Blair prende i soldi pure dal più grande finanziatore dell’esercito israeliano - Sabrina Provenzano
Quando è
stato reso noto che Tony Blair avrebbe avuto un ruolo nella ricostruzione di
Gaza, la commentatrice di sinistra Ash Sharkar ha affermato in diretta sulla
Bbc: “Avranno pensato a lui perché Satana non era disponibile”. Un’iperbole, ma
non lontana dal sentimento popolare diffuso, almeno fra chi ricorda le menzogne
sull’esistenza di armi di distruzione di massa irachene con cui l’allora primo
ministro convinse il parlamento a votare per la disastrosa invasione in Iraq.

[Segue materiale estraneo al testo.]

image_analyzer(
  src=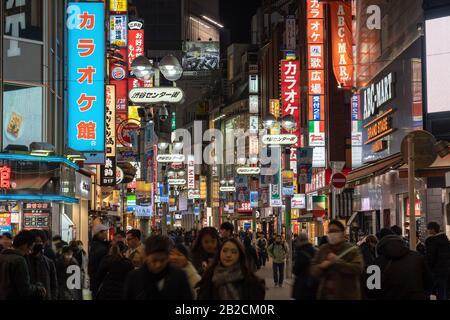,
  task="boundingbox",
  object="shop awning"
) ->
[14,175,50,190]
[347,153,404,188]
[399,154,450,178]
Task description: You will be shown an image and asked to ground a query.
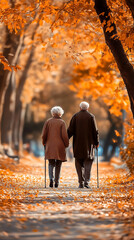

Di certo quella decisione segnò la fine della carriera politica dell’inventore
del New Labour: ma il parlamento censurò ogni tentativo di inchiodarlo alle sue
responsabilità. Blair non subì nessuna ripercussione legale o formale, e se la
cavò scusandosi per i suoi errori, e ha sempre dichiarato di non aver mentito
deliberatamente.
Quell’ombra,
che lo segue sempre anche fra gli elettori laburisti, non gli ha impedito di
rifarsi una verginità prima come mediatore internazionale, poi come consulente
e lobbista. Ma lo ha seguito anche la disinvoltura etica, diciamo
post-ideologica, che aveva segnato il suo successo ai tempi del New Labour: va
bene tutto, purché funzioni. La lista dei suoi potenziali conflitti di
interesse non ha fatto che crescere da quando si è ritirato dalla politica
attiva. Blair, che dopo Downing Street ha accumulato circa 20 milioni di
sterline annue, consulenze, ha intrattenuto rapporti e fornito consulenze ai
peggiori autocrati del mondo. La sua posizione filo-Israele è nota.
Da primo
ministro, dal 1997 al 2007, coltiva alleanze con Israele: visite a Sharon e
Olmert, sostiene il “diritto di Israele all’autodifesa” durante la Seconda
Intifada e vota contro risoluzioni Onu anti-israeliane. Come inviato del
Quartetto, tentativo di mediazione che univa Russia, Usa, Russia e Onu, dal
2007 al 2015 lavora ai negoziati fra Israele e Palestina ma ne approfitta per
fare da lobbista per progetti economici in Cisgiordania, fra cui un contratto
con Wataniya Telecom, società cliente della Banca JP Morgan, che lo pagava 2
milioni l’anno per una consulenza. Spinge per il gasdotto Gaza Marine, un
progetto di British Gas sempre legato a JP Morgan, ma qui il conflitto di
interessi e l’assenza di trasparenza sono così clamorosi che gli costano il
posto. Per i detrattori, queste pressioni hanno favorito investitori stranieri
a scapito delle priorità palestinesi.
Il passaggio
a Tony Blair Associates trasforma il lobbying in un meccanismo rodato. Nel
2011, la società fa pubbliche relazioni per il dittatore kazako Nursultan
Nazarbayev: ammorbidisce le critiche sui diritti umani in nome di “riforme
progressive”, in cambio di compensi destinati a opere benefiche. Colleziona
clienti accusati di orribili e sistematiche violazioni dei diritti umani, da
Gheddafi agli emiri kuwaitiani, che lo pagano milioni per costruirgli una
credibilità internazionale: una cambiale che oggi appare in riscossione.
Nel 2016,
Tba si fonde nel Tony Blair Institute for Global Change (Tbi):
un’organizzazione non profit con 800 collaboratori in 45 paesi e un fatturato
annuo di 145 milioni di sterline. Il suo maggiore finanziatore è Larry Ellison,
cofondatore ebreo americano del colosso informatico Oracle, che dal 2021 gli
dona oltre 200 milioni di sterline. Sionista convinto, Ellison è anche il
principale donatore privato alle Idf, tramite l’organizzazione di supporto
Friends of Idf; amico stretto di Benjamin Netanyahu, ha manifestato solidarietà
pubblica durante la guerra di Gaza e influenza la politica americana
pro-israeliana tramite una serie di think tank. Oracle opera in centri a Tel
Aviv e Herzliya focalizzati sull’intelligenza artificiale e sul cloud per la
sicurezza nazionale israeliana, contestati dal movimento Bbs per presunta
complicità in violazioni dei diritti umani. In perfetto allineamento con il suo
principale benefattore, Tbi spinge, anche sul governo laburista britannico, per
l’implementazione di carte di identità digitali e di una governance basata su
Ai, mentre da alcuni critici è vista come “promotore” per le vendite di Oracle
a governi mondiali.
E consiglia
il principe ereditario saudita Mohammed bin Salman sulle riforme di Vision
2030, nonostante Salman sia riconosciuto come mandante del barbaro omicidio del
giornalista di opposizione Jamal Khashoggi.